How A Compromise Agreement Can Help When Employment Is Terminated


Right from the start you had a bad feeling about this employee, and now you're wishing you'd trusted your instincts. She just won't ever compromise and is possibly the worst employee you've ever had!

Sadly, she wouldn't, however hard you tried to keep her happy, stay cheerful and maintain your sanity. You felt like you spent a lot of time listening to her and tried really hard to allay her complaints and stop her from being unhappy.

To no avail and when she handed in her notice, relief swept over you. Well, for a while. Then you had the hideous thought that she might take all her complaints to a further stage: to a Court and claim an extortionate compensation sum. She simply wasn't the sort to agree to a sensible compromise.
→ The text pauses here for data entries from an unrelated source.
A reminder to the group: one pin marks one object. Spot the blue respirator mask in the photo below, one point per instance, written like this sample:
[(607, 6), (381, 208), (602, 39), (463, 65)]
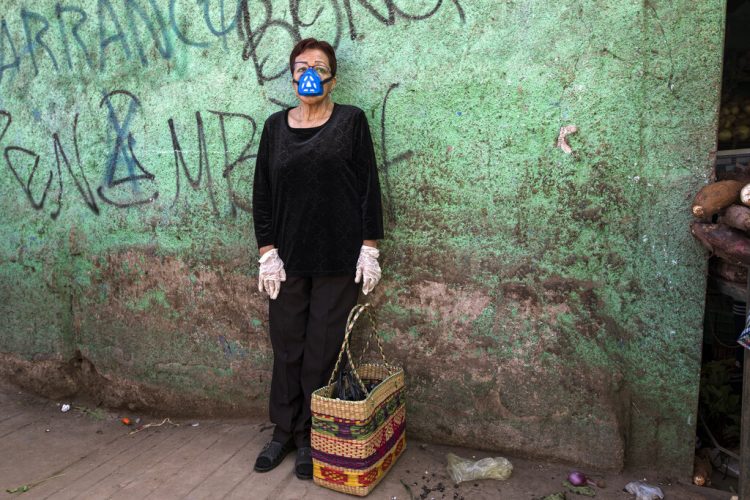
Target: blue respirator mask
[(310, 82)]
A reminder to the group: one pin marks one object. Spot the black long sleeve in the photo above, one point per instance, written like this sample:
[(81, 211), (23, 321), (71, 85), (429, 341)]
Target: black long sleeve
[(316, 193), (262, 213)]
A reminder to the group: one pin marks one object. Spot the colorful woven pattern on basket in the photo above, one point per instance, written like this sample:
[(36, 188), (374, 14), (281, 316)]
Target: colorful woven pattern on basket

A fellow employer listens to your worries and advises you to seek out a solicitor who could draw up a compromise agreement. Ridiculous thought! The woman would never agree to swapping a coffee break! Anyway you're fuming and mad that the woman got the better of you; if only you had known for sure what would have made her happy.

Stop. She might well be open to discussion - and especially through a third party such as a lawyer. It's well worth pursuing because she may have longed for the chance to discuss her problems with an independent advisor; she may have felt that, for whatever reason, she couldn't talk to you. She may also dread the thought you could blacklist her and ruin her chances of different employment elsewhere. She might be benefitted by a compromise agreement - it could help her to calm down and find a more appropriate job.
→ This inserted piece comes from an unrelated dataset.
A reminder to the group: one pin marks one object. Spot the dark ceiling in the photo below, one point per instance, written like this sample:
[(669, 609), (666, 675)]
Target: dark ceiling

She might feel that by pursuing her complaints through a tribunal is the only route possible to allay her resentments and bad feelings but, like you, feeling stressed out with the thought.
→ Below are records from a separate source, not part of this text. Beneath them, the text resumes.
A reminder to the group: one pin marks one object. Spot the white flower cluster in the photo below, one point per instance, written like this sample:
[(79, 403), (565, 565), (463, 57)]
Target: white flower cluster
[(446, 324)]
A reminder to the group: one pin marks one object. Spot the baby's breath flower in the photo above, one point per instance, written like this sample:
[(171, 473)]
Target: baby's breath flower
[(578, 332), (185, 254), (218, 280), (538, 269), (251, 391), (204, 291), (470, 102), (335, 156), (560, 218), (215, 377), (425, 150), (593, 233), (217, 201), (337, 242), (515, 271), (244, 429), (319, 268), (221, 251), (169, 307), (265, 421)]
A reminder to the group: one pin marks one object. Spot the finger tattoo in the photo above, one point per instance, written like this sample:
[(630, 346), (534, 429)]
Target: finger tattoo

It's so easy to assume - and assume wrongly. Most people will see the logic in a compromise agreement as a legal binding document that helps both parties.

Get an experienced compromise agreement solicitor on your side first, speak to him about your concerns, get an understanding of how simply and easily a compromise agreement can be drawn up and it is likely your former employee will have calmed sufficiently by now to agree to disagree.